Pero insisto, lo que me asombra no son estos mendas detenidos a quienes, en aplicación de la presunción de inocencia, considero inocentes en tanto no sean condenados, no. Lo que me asombra son quienes los apoyan, directa o indirectamente porque estos no tienen derecho a la presunción de inocencia, dado que nadie los acusa de delito alguno. Efectivamente, sólo de inmoralidad. Porque al menos quienes delinquen se juegan la libertad que, como sabemos, amigo Sancho, es el bien más preciado que los dioses otorgaron a los hombres. Estos otros no se juegan nada.
Muchas veces es cosa de un hombre solo. Ayer se estrenó en Madrid, en el madrileñísimo teatro de la Infanta Isabel, calle de Barquillo (una primorosa pieza modernista de 1906) la pieza de Dario Fo, Francisco, juglar de Dios, una hora y media de monólogo en escenario a cargo de Rafael Álvarez, El brujo, quien tambén dirige. La escenogrfía es de Fo.
Al comienzo dice Álvarez que dice Fo que la pieza se le ocurrió viendo el Francesco, giullare di Dio de Roberto Rossellini, hace una pila de años. Ya le vale. Muy en el estilo franciscano, Rossellini metió de guionista a un padre franciscano y ningún actor, salvo Aldo Frabrizzi, era actor profesional, ni Francesco, representado por el hermano Nazario Gerardi.
Este Francisco también es fabuloso, aunque distinto del Rosselliniano: es satírico, burlón, mordaz, irreverente y seguramente muchos creyentes de esos estrechos como ojos de aguja lo encontrarán blasfemo. En todo caso, desborda humor e ingenio y relata la vida del santo de un modo que, con todo lo que tiene de burla a la Iglesia católica, el propio poverello di Assissi aprobaría con buen humor.

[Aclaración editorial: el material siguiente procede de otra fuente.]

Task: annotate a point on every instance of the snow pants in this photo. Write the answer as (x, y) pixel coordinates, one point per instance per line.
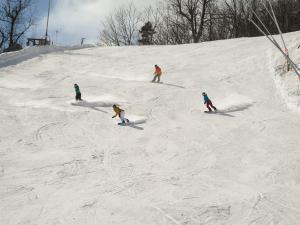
(158, 78)
(78, 97)
(209, 105)
(122, 117)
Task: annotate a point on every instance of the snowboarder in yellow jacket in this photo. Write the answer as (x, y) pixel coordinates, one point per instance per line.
(120, 113)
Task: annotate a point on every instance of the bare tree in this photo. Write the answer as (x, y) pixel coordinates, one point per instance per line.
(16, 17)
(194, 11)
(121, 27)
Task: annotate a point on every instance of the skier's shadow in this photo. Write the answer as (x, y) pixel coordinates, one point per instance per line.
(95, 106)
(134, 125)
(171, 85)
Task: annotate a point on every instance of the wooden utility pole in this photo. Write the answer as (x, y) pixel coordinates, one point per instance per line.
(46, 36)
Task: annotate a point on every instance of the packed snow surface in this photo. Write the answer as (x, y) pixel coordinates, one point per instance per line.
(68, 163)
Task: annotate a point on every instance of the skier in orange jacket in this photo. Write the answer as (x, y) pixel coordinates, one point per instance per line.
(157, 74)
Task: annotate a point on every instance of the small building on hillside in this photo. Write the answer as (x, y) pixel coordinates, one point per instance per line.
(295, 20)
(37, 42)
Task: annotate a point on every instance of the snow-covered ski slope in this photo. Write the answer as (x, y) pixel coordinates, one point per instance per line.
(66, 164)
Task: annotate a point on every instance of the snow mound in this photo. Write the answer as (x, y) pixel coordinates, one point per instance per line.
(235, 102)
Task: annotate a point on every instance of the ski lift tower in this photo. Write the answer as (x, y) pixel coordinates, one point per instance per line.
(46, 35)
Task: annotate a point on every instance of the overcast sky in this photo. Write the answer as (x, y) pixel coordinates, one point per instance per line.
(73, 19)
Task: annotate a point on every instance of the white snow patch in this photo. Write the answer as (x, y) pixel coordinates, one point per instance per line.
(235, 102)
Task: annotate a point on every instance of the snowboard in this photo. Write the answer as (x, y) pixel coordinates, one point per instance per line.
(126, 124)
(211, 112)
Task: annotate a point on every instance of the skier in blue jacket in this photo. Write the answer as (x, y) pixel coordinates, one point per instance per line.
(208, 102)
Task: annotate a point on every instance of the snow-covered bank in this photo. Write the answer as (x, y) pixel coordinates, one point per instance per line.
(287, 83)
(13, 58)
(64, 163)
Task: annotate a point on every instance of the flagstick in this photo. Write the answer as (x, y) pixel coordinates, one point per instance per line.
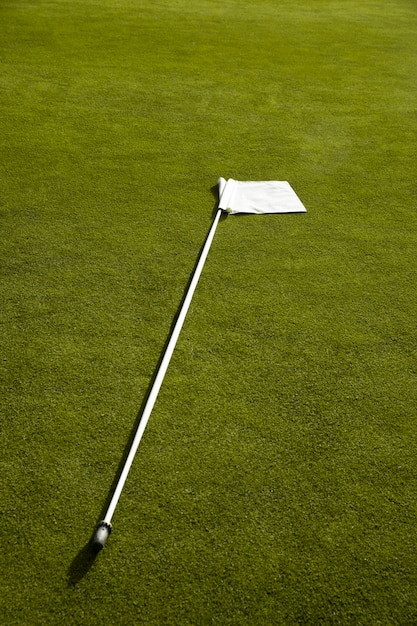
(104, 528)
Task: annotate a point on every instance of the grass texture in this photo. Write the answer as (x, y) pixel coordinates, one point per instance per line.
(276, 482)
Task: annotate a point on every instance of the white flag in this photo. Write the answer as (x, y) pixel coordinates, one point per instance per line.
(270, 196)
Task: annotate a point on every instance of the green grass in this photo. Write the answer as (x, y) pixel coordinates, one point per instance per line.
(276, 482)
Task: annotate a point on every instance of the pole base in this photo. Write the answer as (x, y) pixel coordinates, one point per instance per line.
(103, 530)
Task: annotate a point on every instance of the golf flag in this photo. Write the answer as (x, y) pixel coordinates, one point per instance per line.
(270, 196)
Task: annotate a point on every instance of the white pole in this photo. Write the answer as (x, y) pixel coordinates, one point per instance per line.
(103, 528)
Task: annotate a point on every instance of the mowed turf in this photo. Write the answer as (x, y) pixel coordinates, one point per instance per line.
(276, 482)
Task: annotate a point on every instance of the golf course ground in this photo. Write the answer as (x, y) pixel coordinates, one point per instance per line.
(276, 482)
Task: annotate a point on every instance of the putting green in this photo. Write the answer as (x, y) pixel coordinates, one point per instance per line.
(276, 480)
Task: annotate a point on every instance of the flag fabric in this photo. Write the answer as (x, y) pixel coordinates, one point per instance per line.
(270, 196)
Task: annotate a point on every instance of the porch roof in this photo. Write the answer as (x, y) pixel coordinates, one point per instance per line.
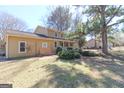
(34, 35)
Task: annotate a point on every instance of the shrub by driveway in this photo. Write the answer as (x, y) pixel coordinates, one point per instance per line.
(53, 72)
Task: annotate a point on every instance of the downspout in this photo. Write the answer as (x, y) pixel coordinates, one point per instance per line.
(7, 50)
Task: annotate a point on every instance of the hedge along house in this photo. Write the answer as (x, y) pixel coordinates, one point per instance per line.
(42, 41)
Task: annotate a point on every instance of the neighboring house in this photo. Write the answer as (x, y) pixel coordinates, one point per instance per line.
(42, 42)
(91, 44)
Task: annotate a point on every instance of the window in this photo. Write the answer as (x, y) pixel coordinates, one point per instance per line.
(44, 45)
(55, 34)
(55, 44)
(61, 35)
(22, 46)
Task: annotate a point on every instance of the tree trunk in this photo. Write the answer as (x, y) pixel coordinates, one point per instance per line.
(104, 41)
(95, 42)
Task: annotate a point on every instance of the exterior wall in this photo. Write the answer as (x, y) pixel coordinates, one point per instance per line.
(52, 33)
(34, 47)
(41, 30)
(91, 44)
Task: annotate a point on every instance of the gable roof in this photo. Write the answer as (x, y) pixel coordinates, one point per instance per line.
(31, 35)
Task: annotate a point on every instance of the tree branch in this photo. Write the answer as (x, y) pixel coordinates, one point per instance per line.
(115, 23)
(114, 14)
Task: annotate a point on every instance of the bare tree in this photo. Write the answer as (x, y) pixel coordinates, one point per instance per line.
(59, 18)
(9, 22)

El brujo estuvo estupendo. Ayudaba que tenía lleno hasta la araña del techo y un público entregado. Pero lo hizo muy bien. Tiene un problema de indefinición por ser un andaluz interpretando un tipo italiano, muy tradicional de la commedia dell'arte, diga lo que diga el mismo Fo. Claro que tiene cosas de juglar, pero de juglar italiano y eso no es fácil de sacar siempre. El mejor momento, para mi gusto, la entrevista de Francesco e Inocencio III. Uno piensa en la mierda de cerdo y en el marco solemne de San Juan de Letrán y es que realmente se encuentra uno en medio de una irreverente farsa medieval.
El torrencial discurso de Fo, admirablemente memorizado por Álvarez, va y viene continuamente entre el pasado y el presente y se mueve en un terreno alegórico y simbólico tan delicado que ni siquiera su comicidad distrae de su contenido.